2 pieces pork tenderloin

Kosher salt and freshly ground black pepper, to taste

2 ounces provolone cheese, cut into ¼-inch wide strips

1 roasted red peppers, cut into ¼-inch wide strips

2 Tablespoons thinly sliced green olives

2 tablespoons olive oil

Make the pamplona de puerco:

Place the meat flat on a work surface. Using a sharp knife, butterfly the meat along its long side. Continue cutting inward so that the meat unrolls like a carpet, until it reaches a ¼-inch thickness. It should measure around 9-inches by 4-inches. Season the pork liberally on both sides with salt and black pepper. Note: You can also ask your butcher to butterfly the meat for you.
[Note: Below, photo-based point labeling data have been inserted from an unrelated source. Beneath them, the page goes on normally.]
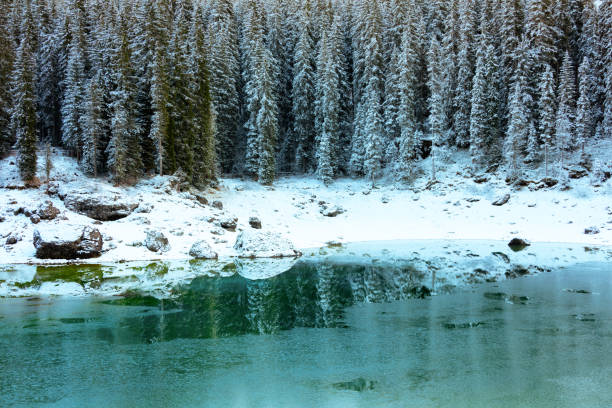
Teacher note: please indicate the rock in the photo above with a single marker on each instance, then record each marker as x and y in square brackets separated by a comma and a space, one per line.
[144, 208]
[332, 211]
[229, 223]
[201, 250]
[502, 200]
[68, 243]
[358, 384]
[99, 207]
[502, 256]
[12, 240]
[46, 211]
[257, 244]
[217, 231]
[577, 172]
[255, 222]
[156, 241]
[200, 198]
[518, 244]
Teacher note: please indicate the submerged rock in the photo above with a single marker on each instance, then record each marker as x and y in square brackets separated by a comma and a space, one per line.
[257, 244]
[518, 244]
[591, 231]
[358, 384]
[502, 200]
[255, 222]
[332, 211]
[68, 243]
[46, 211]
[99, 207]
[156, 241]
[202, 250]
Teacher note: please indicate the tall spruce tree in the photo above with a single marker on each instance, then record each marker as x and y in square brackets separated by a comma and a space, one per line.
[23, 117]
[547, 108]
[566, 111]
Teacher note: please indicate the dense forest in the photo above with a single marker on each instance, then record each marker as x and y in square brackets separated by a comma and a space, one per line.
[330, 88]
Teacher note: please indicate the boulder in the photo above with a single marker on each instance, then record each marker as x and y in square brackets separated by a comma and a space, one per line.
[156, 241]
[201, 250]
[577, 172]
[68, 243]
[591, 231]
[99, 207]
[229, 223]
[518, 244]
[255, 222]
[257, 244]
[332, 211]
[502, 200]
[47, 211]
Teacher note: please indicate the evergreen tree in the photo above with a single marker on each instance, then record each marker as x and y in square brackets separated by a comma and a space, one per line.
[6, 69]
[23, 118]
[547, 108]
[74, 93]
[566, 112]
[465, 75]
[518, 127]
[330, 109]
[224, 77]
[94, 129]
[407, 117]
[436, 100]
[123, 150]
[584, 111]
[204, 145]
[267, 122]
[304, 94]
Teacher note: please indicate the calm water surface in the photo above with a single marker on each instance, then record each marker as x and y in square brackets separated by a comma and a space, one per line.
[318, 337]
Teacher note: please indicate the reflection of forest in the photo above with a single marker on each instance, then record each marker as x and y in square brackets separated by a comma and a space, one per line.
[308, 295]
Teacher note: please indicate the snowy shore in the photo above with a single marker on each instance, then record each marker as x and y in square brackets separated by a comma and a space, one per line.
[455, 208]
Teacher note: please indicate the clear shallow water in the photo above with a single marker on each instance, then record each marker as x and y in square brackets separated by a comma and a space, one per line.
[296, 339]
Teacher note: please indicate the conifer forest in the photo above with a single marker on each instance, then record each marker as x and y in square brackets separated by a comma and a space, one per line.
[360, 88]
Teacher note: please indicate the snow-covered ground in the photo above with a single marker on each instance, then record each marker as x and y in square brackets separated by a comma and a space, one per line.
[455, 208]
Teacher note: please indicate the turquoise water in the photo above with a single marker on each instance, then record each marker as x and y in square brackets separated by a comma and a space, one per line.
[318, 336]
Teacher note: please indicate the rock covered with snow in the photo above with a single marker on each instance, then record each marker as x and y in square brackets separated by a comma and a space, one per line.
[258, 244]
[156, 241]
[99, 207]
[332, 211]
[47, 211]
[68, 243]
[229, 223]
[202, 250]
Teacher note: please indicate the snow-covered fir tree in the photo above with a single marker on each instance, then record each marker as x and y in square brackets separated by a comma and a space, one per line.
[566, 110]
[547, 105]
[303, 95]
[23, 116]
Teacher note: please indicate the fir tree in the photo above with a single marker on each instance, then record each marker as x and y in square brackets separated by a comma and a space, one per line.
[584, 111]
[23, 118]
[6, 69]
[436, 100]
[304, 94]
[94, 129]
[547, 109]
[566, 112]
[204, 145]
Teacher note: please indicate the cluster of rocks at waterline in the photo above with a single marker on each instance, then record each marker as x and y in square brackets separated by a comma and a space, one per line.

With the wide side in front of you, on the bottom ⅓ of the tenderloin, place a few strips of the provolone cheese, red peppers and green olives.

Gently roll the pork tenderloin into a cylinder, making sure to keep the filling in the center. Using butcher’s twine, carefully tie the pork tenderloin in even intervals. Repeat with remaining tenderloin pieces. Place the tenderloin in the fridge, uncovered, for at least 2 hours, or preferably overnight.

Remove the tenderloin from the fridge 30 minutes before cooking.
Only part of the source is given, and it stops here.